The Canada Revenue Agency (CRA) will charge 7% interest on late payments in the third quarter of 2025 — a one-percentage-point drop from 8% in the previous quarter.

The rate charged on overdue tax is set four percentage points higher than the prescribed rate on family loans.

Based on Government of Canada three-month Treasury Bill yields through April, the prescribed interest rate used for loans to family members will be 3% in the third quarter, down from 4% in the second quarter.

The prescribed rate hasn’t been as low as 3% since the last quarter of 2022. It began rising in the third quarter of that year. Up until 2022’s third quarter, the rate had been 1% for two years, with the rate charged on overdue tax at 5%. The prescribed rate hit 6% in the first half of 2024 before beginning to drop.

On Jan. 1, 2025, the CRA began charging 8% interest on overdue taxes, down from 9% in the second half of 2024. The CRA will continue to charge 8% through June 2025.

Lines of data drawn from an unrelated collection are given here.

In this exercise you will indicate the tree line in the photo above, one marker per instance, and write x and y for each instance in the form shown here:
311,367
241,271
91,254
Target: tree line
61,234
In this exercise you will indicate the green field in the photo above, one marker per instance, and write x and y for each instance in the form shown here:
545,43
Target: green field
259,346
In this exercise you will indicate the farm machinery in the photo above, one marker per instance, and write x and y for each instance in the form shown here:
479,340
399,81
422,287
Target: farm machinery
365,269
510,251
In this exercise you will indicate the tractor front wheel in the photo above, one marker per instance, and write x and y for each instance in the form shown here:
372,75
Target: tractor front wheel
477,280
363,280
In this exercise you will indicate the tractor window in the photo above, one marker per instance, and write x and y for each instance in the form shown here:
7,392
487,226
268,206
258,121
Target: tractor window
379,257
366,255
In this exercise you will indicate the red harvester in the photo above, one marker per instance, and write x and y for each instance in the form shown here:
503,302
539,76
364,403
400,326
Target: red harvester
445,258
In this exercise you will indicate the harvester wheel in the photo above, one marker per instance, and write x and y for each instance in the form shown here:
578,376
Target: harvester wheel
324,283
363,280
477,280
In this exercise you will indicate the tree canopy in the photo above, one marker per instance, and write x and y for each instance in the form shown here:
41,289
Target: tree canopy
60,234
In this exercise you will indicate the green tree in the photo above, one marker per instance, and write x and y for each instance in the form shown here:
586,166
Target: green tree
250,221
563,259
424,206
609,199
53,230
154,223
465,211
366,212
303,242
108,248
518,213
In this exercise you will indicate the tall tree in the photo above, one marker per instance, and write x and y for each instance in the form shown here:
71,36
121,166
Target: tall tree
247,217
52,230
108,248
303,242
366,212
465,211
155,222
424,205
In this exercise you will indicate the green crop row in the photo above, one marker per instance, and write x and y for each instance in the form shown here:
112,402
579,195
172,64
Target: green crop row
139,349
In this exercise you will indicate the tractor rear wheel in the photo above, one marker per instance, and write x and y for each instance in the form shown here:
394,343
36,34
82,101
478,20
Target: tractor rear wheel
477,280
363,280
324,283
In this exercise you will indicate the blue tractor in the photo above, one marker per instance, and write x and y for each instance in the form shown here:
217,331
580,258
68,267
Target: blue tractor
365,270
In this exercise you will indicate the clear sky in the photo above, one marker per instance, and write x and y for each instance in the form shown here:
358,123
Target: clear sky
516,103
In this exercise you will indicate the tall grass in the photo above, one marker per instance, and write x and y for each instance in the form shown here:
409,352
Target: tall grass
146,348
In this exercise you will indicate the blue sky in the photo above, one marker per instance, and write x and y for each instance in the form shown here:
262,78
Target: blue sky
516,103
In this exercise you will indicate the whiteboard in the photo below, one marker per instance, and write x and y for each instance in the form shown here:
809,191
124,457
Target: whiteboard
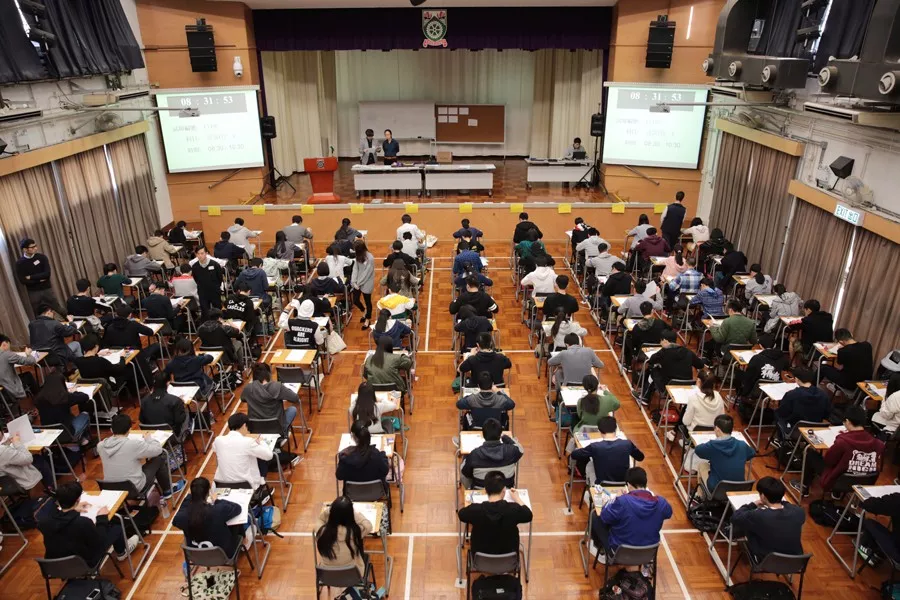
406,120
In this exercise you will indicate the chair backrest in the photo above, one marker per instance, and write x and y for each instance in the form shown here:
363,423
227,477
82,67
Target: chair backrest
67,567
495,564
634,555
723,487
206,557
365,491
782,564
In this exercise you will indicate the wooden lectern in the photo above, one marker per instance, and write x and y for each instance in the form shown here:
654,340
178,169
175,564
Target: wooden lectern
321,176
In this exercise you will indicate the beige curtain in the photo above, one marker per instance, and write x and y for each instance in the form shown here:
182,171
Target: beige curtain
135,188
29,207
95,216
812,267
871,305
568,88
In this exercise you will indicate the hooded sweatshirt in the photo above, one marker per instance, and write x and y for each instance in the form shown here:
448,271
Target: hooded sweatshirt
160,249
543,279
727,457
138,265
635,518
786,305
122,458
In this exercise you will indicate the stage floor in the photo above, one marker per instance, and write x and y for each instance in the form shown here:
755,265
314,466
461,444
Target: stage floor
509,186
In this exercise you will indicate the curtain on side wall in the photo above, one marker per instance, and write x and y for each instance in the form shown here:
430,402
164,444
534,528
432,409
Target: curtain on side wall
871,305
568,88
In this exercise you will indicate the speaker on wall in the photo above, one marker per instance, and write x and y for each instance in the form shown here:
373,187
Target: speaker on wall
201,47
660,43
267,127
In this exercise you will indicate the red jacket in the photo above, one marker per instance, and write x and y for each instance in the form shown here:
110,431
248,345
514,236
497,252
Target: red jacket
652,245
854,452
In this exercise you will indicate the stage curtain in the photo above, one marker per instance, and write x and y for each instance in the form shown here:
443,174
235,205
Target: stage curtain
568,88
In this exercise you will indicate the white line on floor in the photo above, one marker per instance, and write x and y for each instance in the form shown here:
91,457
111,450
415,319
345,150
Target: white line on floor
678,577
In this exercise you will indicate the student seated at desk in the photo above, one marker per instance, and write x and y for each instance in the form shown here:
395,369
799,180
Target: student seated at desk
854,451
203,517
634,518
49,335
92,365
484,359
187,367
122,456
399,273
498,454
724,458
670,362
384,367
770,524
214,332
368,409
575,362
340,531
592,406
487,403
611,456
495,523
854,362
399,305
159,249
710,298
54,403
241,457
395,329
265,399
397,253
466,224
362,461
159,406
475,297
471,325
66,532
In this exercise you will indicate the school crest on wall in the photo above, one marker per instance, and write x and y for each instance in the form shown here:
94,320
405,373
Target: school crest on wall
434,26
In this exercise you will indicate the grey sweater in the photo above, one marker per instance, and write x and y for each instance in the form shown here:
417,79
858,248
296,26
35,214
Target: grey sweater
363,275
122,456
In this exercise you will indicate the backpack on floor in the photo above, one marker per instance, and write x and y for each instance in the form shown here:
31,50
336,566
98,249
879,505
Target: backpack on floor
497,587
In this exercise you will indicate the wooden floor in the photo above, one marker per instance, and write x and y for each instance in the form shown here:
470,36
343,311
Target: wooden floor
423,543
509,186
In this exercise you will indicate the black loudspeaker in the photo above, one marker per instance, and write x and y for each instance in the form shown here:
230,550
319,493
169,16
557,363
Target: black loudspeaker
267,127
598,123
201,47
842,167
660,43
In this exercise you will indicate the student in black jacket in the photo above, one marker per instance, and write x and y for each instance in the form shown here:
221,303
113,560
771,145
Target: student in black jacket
475,297
67,533
162,407
495,523
362,461
671,362
203,517
523,227
208,275
770,523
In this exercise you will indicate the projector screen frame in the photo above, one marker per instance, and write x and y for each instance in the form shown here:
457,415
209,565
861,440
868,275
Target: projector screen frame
211,90
662,86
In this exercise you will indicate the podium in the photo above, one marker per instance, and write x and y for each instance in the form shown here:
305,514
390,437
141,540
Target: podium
321,176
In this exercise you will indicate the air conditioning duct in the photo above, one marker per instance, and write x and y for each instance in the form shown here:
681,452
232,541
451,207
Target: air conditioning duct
731,62
876,74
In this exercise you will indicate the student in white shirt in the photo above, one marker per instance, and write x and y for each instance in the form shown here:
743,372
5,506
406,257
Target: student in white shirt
241,455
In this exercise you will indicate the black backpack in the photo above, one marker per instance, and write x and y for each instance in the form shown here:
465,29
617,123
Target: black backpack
497,587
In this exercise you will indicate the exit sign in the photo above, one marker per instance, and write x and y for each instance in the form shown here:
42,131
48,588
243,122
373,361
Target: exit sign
845,213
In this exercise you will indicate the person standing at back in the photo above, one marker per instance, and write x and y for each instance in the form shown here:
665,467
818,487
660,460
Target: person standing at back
672,219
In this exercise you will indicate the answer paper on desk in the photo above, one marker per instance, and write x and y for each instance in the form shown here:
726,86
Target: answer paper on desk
95,502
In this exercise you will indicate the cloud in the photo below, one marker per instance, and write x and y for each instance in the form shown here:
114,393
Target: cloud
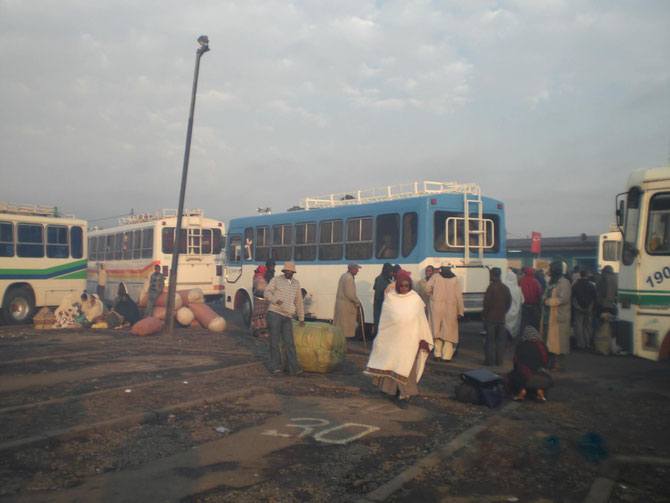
507,94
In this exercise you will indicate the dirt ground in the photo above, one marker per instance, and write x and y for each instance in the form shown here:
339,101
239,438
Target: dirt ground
104,415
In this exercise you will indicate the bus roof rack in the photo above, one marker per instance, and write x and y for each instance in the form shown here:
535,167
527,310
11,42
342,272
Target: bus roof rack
158,215
389,192
31,209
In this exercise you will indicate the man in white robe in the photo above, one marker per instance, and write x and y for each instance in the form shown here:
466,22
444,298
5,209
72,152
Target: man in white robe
403,343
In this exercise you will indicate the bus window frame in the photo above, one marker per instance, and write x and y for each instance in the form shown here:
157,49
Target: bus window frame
384,250
408,246
147,250
77,242
4,244
56,248
23,246
324,253
631,227
266,243
237,261
352,246
279,251
665,250
307,245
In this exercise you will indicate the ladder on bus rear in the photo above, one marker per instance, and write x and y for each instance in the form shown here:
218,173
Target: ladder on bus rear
474,228
194,234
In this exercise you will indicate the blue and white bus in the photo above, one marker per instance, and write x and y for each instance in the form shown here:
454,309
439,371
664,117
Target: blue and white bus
414,225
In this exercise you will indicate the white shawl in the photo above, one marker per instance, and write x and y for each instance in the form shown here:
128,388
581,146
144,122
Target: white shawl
513,316
402,326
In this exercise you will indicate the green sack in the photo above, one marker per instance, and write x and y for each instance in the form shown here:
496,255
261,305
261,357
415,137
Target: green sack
320,346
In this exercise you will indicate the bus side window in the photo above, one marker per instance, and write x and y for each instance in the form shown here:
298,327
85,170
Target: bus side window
148,243
6,239
118,246
235,249
30,242
282,240
305,242
410,222
248,243
109,247
128,245
387,236
262,243
631,225
57,245
658,228
76,242
359,238
330,240
92,248
167,239
101,248
137,244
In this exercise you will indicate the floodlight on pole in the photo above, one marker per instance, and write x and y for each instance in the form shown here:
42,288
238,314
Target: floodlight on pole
172,285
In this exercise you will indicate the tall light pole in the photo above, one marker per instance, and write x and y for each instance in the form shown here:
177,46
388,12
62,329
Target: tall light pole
172,285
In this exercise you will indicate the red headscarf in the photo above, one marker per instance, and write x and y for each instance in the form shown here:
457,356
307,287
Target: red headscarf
402,275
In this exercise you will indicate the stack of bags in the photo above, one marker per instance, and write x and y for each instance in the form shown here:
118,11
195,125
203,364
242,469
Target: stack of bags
190,310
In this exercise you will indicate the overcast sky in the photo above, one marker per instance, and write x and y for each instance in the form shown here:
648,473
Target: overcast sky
546,104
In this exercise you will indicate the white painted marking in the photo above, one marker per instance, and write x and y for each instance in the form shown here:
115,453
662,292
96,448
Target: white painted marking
366,429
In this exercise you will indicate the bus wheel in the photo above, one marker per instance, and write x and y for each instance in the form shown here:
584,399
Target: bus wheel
243,306
19,306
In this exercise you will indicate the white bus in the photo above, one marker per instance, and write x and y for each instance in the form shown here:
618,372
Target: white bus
643,213
414,225
42,259
609,250
130,251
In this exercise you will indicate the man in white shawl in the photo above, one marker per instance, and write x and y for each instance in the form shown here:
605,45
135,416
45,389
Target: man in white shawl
403,343
513,316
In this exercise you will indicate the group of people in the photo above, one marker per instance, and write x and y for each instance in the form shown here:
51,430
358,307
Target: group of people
88,310
411,320
276,300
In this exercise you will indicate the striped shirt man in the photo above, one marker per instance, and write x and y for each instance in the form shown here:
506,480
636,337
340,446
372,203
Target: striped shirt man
290,295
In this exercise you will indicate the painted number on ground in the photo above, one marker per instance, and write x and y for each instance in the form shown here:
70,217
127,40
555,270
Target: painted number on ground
340,434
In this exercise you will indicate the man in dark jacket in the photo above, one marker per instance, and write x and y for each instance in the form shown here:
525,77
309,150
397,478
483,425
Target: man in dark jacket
497,301
381,282
583,302
532,293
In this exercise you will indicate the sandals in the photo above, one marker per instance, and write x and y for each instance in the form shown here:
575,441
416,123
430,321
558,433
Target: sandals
520,396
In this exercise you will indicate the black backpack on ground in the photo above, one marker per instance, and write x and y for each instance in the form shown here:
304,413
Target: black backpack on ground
480,386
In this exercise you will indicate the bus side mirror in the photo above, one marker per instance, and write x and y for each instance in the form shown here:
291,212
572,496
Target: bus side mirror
619,214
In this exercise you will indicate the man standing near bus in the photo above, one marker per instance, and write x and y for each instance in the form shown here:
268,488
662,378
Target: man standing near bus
346,302
102,281
156,287
446,308
285,298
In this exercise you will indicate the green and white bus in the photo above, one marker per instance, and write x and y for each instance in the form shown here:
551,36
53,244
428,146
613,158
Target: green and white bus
42,258
643,213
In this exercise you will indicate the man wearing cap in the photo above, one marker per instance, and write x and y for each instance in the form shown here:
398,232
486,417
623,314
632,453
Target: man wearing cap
285,298
446,307
346,302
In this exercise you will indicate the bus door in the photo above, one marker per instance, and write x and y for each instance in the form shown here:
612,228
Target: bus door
233,267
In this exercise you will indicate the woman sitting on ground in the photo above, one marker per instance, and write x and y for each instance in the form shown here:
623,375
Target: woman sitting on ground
530,376
403,343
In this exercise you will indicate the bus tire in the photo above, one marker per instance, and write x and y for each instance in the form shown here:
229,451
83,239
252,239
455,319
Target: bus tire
18,306
244,307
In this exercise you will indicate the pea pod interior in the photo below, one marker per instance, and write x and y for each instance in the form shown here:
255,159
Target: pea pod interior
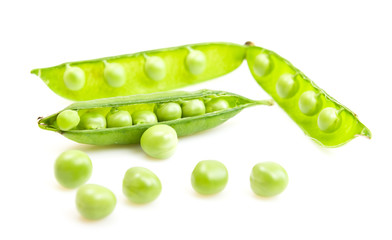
132,134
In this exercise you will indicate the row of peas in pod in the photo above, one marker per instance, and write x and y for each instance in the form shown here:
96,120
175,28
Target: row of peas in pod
73,169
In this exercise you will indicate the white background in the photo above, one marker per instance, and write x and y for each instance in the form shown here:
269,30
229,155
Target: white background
342,193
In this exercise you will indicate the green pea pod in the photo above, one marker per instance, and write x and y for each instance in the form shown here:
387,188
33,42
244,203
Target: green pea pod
148,102
143,72
319,115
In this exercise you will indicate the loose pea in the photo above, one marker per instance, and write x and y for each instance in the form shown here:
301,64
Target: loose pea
328,120
72,168
216,104
67,119
159,141
118,118
268,179
74,78
94,201
168,111
92,120
193,107
141,185
144,117
155,68
209,177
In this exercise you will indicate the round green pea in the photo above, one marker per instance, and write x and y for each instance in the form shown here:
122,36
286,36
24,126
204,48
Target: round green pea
141,185
72,168
155,68
216,104
286,86
67,119
209,177
268,179
328,120
118,118
74,78
144,117
114,74
193,107
95,202
168,111
92,120
196,62
159,141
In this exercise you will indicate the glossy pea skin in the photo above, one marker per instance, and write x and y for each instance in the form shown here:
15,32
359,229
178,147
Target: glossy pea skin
193,107
141,185
268,179
67,120
168,111
72,168
209,177
95,202
159,141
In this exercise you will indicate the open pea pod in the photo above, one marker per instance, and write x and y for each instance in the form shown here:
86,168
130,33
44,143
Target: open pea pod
217,107
143,72
319,115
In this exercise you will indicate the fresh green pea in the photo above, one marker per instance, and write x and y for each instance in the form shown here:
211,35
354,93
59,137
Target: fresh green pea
193,107
95,202
168,111
268,179
118,118
140,185
144,117
209,177
159,141
216,104
72,168
67,120
92,120
74,78
114,74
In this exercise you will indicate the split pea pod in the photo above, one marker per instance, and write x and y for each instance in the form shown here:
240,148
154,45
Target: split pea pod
199,110
143,72
319,115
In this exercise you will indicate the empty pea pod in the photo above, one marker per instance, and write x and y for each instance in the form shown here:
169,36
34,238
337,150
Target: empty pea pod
319,115
143,72
146,103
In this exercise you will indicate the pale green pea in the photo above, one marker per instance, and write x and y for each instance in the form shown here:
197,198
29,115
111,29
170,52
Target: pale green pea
141,185
155,68
114,74
168,111
74,78
67,120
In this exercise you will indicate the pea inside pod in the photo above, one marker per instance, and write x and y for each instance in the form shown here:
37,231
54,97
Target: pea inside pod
150,103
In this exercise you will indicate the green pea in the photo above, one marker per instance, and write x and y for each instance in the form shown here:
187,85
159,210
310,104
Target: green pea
268,179
92,120
216,104
209,177
155,68
74,78
328,120
140,185
72,168
309,103
193,107
196,62
95,202
118,118
67,120
144,117
159,141
168,111
114,74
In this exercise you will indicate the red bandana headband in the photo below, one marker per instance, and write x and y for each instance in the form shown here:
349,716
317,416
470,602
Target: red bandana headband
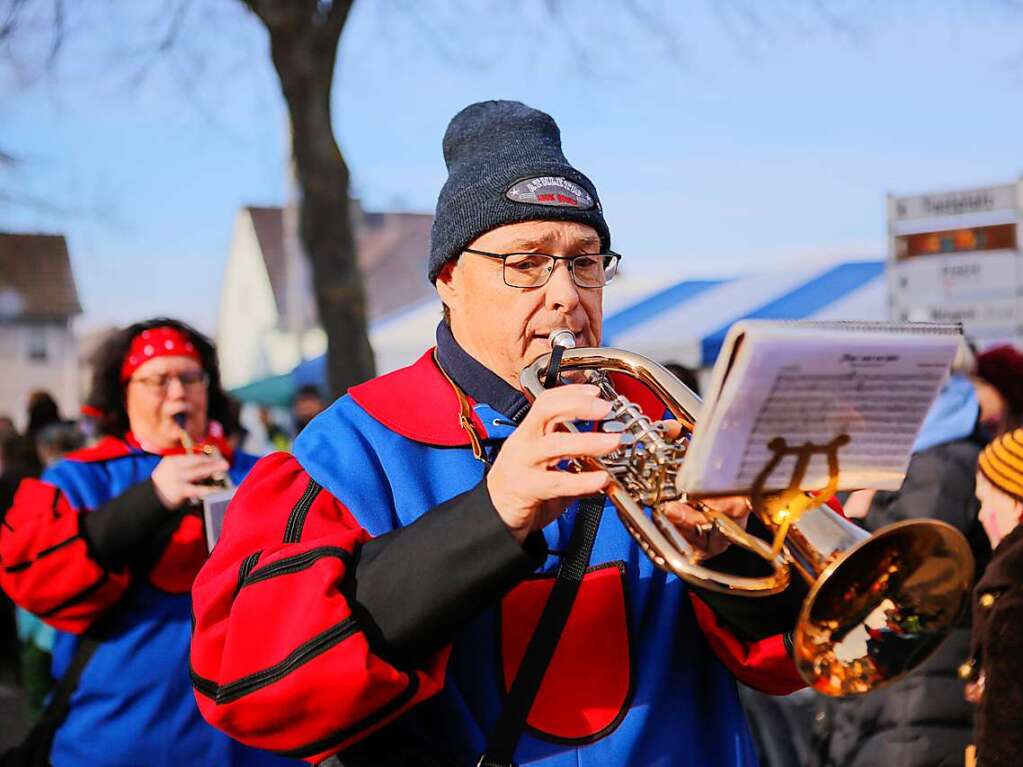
157,342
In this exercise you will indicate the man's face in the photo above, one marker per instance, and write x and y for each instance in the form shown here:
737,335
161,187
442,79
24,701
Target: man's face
505,328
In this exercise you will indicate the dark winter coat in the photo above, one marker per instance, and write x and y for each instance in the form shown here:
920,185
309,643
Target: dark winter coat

The CRA charges interest, compounded daily, on overdue taxes. It may also impose penalties — for late filing, for example — as well as interest on the penalties.

Most taxpayers had an April 30 deadline to file their 2024 tax returns and pay any taxes owing. Self-employed taxpayers have a deadline of June 15, although taxes owing were due April 30.

Individual taxpayers reporting capital gains on their 2024 returns have an extended tax-filing deadline of June 2, because of the Jan. 31, 2025, deferral of the now-defunct proposed increase to the capital gains inclusion rate. This deadline includes T1 filers who have T3 tax slips reporting capital gains (the extended deadline generally doesn’t include these taxpayers’ spouses). Trusts reporting capital gains have until May 1 — today — to file.

Prescribed-rate calculation

The lower the prescribed rate, the greater the potential for income splitting using a prescribed-rate loan strategy. The prescribed rate is calculated every quarter.

According to Section 4301 of the Income Tax Regulations, the prescribed rate is based on the average yield of Government of Canada three-month Treasury Bills auctioned in the first month of the preceding quarter, rounded up to the next whole percentage.

The auction yield for three-month T-Bills was 2.59% on April 8 and 2.65% on April 22. As the average of those yields is 2.62%, the prescribed rate will be 3% for the third quarter of 2025.